I love to make easy snacks like this for hanging in the backyard on a summer afternoon. These grilled nachos are literally a meal unto themselves too. I’m also still considering that 12-step program for the Frank’s hot sauce addiction. I went to start this recipe (by throwing the chicken in the crockpot after work on Friday) and realized we were out. I sent Trevor a panicked text saying we were out of Frank’s and he knew right away that he had to pick some up on his way home from work (this is what almost 10 years of marriage gets you – he just gets me). He was also more than happy to fire up the grill for some nachos!
These grilled nachos are totally customizable to taste. I did peppers and red onions on top because grilled red peppers are just the best, but you can use whatever you’d like. The inspiration from these came from watching Food Network’s “The Kitchen” at the gym (yes, I watch Food Network while running on a treadmill) and Geoffrey used grilled scallions (also a great choice). I served the whole thing with a side of salsa from Healthy Living Market.

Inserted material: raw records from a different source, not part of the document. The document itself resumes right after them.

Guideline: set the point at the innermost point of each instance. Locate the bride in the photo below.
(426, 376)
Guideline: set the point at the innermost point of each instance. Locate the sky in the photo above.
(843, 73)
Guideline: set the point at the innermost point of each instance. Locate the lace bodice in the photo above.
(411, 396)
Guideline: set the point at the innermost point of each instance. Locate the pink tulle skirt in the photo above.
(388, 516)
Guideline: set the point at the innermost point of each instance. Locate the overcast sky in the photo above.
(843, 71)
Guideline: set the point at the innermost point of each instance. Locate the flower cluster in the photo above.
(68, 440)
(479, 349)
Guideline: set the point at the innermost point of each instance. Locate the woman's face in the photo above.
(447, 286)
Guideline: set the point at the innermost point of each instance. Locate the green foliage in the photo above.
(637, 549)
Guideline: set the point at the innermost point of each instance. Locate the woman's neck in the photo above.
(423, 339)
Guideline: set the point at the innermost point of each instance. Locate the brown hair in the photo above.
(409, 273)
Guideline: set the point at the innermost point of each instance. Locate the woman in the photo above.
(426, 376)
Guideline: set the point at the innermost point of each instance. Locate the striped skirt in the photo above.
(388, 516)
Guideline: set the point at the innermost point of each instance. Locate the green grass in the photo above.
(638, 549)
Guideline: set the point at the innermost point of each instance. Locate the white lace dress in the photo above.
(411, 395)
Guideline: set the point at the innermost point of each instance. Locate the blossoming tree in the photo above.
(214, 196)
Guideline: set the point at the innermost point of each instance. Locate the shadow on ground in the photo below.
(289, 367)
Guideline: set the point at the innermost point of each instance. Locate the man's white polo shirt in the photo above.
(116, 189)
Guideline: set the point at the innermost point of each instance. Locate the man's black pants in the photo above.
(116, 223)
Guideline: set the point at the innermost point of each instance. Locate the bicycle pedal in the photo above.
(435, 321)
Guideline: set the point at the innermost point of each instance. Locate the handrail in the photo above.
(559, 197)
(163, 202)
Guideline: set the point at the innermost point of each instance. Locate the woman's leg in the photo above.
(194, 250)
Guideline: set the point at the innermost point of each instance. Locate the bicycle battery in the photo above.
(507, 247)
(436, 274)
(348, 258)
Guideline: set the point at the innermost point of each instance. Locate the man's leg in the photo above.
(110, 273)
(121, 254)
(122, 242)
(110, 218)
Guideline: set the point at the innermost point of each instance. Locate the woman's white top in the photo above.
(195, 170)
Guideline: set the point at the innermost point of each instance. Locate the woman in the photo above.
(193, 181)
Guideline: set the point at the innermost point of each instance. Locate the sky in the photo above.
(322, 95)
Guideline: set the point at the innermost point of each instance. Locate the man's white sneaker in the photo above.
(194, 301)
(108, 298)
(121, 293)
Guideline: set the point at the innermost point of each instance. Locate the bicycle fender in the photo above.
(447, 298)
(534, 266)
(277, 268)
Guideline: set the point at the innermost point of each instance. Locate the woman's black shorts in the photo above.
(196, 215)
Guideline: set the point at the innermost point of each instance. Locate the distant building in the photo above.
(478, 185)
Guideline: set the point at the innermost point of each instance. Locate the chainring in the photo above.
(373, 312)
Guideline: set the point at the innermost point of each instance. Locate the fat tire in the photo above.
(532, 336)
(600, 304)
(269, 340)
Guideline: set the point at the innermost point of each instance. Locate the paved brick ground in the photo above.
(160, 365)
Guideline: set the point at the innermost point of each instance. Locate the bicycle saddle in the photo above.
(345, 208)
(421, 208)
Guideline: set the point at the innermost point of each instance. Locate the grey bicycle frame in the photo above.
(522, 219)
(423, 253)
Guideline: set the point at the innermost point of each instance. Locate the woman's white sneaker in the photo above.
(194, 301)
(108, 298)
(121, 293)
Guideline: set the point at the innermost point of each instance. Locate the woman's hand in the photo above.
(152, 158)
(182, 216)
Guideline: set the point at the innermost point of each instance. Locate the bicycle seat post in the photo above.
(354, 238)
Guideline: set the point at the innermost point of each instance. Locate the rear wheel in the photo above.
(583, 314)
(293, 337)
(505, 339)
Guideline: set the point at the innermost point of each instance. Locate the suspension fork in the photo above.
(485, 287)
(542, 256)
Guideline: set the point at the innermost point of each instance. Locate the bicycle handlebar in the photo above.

Note: I use this slow cooker method to cook my chicken with some Frank’s. You can make Buffalo chicken any way you’d like, but this is the easiest for me!
Read on for the recipe!
- Shredded Buffalo chicken
- 1 bag tortilla chips
- 1 can low sodium black beans
- 1 bag shredded Mexican blend cheese
- 1 red pepper, seeded and cut in half
- 1 red onion, large slices
- fresh cilantro, chopped
- salsa and guacamole, for dipping
- Layer the chips, chicken, cheese and beans into a disposable foil pan. (I did two layers)
- Heat a charcoal grill and place the foil pan over indirect heat to start melting the cheese. While that's grilling, cover the peppers and onions with olive oil, salt and pepper and place on the direct heat of the grill. Grill for 5-10 minutes until they are softened and there are some char marks.
- When they're cool enough to handle, cut into bite sized pieces and throw on top of the nachos on the grill. Cover for a few minutes until the cheese is melted and hot.
- Remove from the grill and top with fresh cilantro and any other toppings you'd like (maybe some sour cream). Serve along with fresh salsa and guacamole.